Structural inequalities persist in the form of higher property values in wealthier communities, with greater tax revenues generated to support quality education and other services. Resource gaps mean under-resourced school facilities and programming fall within poorer communities, which in turn has direct negative results on students. Owing to these opportunity gaps, poorer communities experience lower achievement levels and have higher suspension rates, more failing schools, and larger gaps in graduation rates. Children in poorer communities often lack preschool access, experienced teachers, guidance counselors, and extracurricular activities; have older textbooks and lower-quality computer and science equipment; and have poorer access to libraries and librarians, athletic programs, and other important educational resources. Poorer households tend to have parents with lower levels of academic attainment and, as a parent's educational attainment correlates closely to the academic success of their children, students in poorer communities are additionally disadvantaged. Moreover, a variety of linguistic and cultural differences can result in barriers to successful educational experiences, especially if insufficient resources are available to overcome these.

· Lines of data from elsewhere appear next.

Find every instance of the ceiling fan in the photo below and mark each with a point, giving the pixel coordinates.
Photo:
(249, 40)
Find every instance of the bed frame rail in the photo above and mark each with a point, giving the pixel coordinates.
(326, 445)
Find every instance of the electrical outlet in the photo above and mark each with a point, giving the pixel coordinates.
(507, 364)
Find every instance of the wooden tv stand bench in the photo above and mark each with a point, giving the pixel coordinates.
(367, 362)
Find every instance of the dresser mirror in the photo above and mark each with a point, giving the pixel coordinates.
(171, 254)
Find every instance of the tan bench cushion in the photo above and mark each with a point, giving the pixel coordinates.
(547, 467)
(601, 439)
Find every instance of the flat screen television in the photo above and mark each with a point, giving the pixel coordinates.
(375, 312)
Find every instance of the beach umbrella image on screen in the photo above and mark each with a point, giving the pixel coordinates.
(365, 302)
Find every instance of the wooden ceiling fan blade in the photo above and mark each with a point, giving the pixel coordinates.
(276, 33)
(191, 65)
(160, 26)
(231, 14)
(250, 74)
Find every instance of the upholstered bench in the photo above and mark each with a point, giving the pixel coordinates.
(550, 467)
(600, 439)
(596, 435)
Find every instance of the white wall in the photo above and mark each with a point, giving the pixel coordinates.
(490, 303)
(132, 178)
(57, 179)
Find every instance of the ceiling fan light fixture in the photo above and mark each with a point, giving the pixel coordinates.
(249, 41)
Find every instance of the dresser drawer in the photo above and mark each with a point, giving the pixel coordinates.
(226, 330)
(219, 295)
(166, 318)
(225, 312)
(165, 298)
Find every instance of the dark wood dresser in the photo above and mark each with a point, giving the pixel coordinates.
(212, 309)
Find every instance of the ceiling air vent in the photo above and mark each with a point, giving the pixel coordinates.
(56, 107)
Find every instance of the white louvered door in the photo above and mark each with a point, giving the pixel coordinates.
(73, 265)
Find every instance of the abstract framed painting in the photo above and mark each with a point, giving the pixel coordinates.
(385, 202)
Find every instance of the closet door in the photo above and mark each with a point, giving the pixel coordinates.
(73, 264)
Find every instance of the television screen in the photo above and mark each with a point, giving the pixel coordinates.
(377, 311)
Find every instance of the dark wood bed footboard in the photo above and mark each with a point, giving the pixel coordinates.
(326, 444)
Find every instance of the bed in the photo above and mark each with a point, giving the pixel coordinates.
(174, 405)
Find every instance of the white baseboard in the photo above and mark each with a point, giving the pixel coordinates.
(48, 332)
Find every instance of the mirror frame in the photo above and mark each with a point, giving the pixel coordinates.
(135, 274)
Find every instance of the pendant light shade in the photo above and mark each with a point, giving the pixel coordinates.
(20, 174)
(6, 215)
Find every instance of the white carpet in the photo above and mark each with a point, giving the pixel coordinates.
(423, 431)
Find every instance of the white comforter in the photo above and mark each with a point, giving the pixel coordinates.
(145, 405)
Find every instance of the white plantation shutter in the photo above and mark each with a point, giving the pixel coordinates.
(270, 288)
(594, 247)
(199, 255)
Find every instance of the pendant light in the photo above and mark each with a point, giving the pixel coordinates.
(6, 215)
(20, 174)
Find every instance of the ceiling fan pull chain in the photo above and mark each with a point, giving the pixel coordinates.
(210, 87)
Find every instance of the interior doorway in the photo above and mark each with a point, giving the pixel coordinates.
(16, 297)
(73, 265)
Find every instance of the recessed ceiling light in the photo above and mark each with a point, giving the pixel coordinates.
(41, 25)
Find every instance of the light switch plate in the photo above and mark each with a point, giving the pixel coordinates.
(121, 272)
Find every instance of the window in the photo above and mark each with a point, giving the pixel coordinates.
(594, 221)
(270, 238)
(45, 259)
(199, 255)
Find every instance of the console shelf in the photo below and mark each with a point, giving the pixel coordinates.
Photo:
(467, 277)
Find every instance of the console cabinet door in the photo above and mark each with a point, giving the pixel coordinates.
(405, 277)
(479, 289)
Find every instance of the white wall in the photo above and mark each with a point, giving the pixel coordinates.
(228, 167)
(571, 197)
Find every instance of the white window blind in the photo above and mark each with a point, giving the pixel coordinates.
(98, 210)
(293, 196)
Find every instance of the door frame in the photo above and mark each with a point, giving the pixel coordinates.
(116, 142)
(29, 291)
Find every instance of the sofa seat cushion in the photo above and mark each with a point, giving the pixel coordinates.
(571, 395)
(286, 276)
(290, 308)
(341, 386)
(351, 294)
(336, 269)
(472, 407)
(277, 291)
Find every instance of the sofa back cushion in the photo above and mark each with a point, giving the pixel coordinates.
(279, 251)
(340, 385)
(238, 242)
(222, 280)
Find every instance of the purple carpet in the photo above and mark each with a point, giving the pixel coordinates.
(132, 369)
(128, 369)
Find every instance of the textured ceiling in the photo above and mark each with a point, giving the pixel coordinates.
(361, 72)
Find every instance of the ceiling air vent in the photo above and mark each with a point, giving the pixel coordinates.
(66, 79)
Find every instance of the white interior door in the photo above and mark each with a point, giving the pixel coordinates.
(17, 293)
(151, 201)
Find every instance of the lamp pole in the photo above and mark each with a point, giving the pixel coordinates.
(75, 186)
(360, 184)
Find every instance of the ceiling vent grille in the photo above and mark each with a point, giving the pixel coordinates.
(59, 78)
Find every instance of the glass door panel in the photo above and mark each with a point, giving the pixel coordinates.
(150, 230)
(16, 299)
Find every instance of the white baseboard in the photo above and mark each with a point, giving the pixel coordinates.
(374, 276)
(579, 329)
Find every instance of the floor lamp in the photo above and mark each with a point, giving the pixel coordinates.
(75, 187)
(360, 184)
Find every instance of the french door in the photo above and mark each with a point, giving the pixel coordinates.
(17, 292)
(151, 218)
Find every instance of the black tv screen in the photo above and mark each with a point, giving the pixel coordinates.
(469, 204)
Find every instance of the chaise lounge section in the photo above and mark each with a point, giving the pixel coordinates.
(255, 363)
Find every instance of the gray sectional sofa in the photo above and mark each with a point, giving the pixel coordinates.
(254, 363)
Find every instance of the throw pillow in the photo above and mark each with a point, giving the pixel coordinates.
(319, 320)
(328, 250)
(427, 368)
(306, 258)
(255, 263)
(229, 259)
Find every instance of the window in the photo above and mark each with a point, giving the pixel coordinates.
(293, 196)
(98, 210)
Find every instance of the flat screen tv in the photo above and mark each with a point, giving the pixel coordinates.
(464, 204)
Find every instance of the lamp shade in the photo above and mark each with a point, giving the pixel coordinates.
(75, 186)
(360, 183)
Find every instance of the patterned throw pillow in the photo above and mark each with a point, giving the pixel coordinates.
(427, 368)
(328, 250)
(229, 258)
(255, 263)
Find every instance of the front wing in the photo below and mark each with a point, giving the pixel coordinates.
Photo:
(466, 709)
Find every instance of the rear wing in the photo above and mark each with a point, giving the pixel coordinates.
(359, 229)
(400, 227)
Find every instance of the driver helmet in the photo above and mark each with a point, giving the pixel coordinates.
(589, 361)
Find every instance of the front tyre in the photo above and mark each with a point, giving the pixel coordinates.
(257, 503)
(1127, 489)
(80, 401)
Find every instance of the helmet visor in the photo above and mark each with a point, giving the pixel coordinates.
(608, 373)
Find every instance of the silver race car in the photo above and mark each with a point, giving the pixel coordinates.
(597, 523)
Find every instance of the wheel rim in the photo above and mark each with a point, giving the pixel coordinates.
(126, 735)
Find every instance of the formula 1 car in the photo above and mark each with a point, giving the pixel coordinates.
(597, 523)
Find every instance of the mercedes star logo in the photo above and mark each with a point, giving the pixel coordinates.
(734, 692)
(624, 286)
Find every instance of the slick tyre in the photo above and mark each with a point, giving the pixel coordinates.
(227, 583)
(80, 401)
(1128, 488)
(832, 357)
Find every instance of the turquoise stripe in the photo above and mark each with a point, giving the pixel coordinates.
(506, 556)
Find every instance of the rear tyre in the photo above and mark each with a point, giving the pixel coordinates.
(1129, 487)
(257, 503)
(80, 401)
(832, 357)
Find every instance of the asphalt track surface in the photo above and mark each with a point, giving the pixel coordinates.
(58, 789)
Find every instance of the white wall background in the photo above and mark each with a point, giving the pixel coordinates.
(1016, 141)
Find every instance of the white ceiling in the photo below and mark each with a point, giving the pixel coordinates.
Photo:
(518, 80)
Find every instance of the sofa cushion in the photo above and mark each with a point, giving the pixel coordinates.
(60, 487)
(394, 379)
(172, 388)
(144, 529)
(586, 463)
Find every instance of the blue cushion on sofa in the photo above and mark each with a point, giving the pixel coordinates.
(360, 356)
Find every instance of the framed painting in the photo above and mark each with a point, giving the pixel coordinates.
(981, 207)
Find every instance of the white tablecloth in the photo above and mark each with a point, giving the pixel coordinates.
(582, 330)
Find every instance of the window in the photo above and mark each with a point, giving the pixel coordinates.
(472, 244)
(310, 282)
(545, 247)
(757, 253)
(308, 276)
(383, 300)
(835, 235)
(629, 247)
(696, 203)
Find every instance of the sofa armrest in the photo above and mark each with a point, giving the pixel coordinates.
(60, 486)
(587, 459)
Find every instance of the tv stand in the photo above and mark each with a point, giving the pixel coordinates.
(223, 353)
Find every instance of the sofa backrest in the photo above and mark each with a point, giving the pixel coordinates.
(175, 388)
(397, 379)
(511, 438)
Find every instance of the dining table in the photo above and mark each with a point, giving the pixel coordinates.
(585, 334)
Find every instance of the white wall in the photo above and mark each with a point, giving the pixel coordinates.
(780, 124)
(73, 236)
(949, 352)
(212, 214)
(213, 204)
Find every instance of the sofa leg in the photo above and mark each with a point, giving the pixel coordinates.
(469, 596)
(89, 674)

Quality childcare and K-12 education is critical to children's ability to access higher education, creating further roadblocks down the line to future jobs, better wages, and access to communities of higher opportunity. Lower levels of academic achievement and fewer resources during the K-12 years strongly affect access to higher education and correlate with significantly lower graduation rates. Further, the high cost of college results in reduced access to higher education, higher student loans, and lower wages for these students' entire careers. All this combines to widen the gap between rich and poor and between whites and people of color, perpetuating more segregated and under-resourced communities and contributing to intergenerational cycles of poverty and lack of opportunity to build wealth.
We identified the following as priorities in the area of education: provide equitable funding for schools; provide strong pre-K education and support; address institutional racism in schools; and develop strong school-to-career pipelines.
Agreements and Next Steps
Working group members expressed a desire from the very beginning to translate what we would learn through the working group experience into tangible action that contributes to reducing racial wealth inequalities. In that spirit, we identified a set of high-priority strategies that we believe will make a contribution. We identified one critical area where no current work is underway and new action could be organized, several directly related ongoing efforts to which we could lend our support, and ongoing efforts that are not explicitly focused on racial wealth inequalities to which we could bring a deeper awareness of the problem. Below, each set of strategies is briefly described.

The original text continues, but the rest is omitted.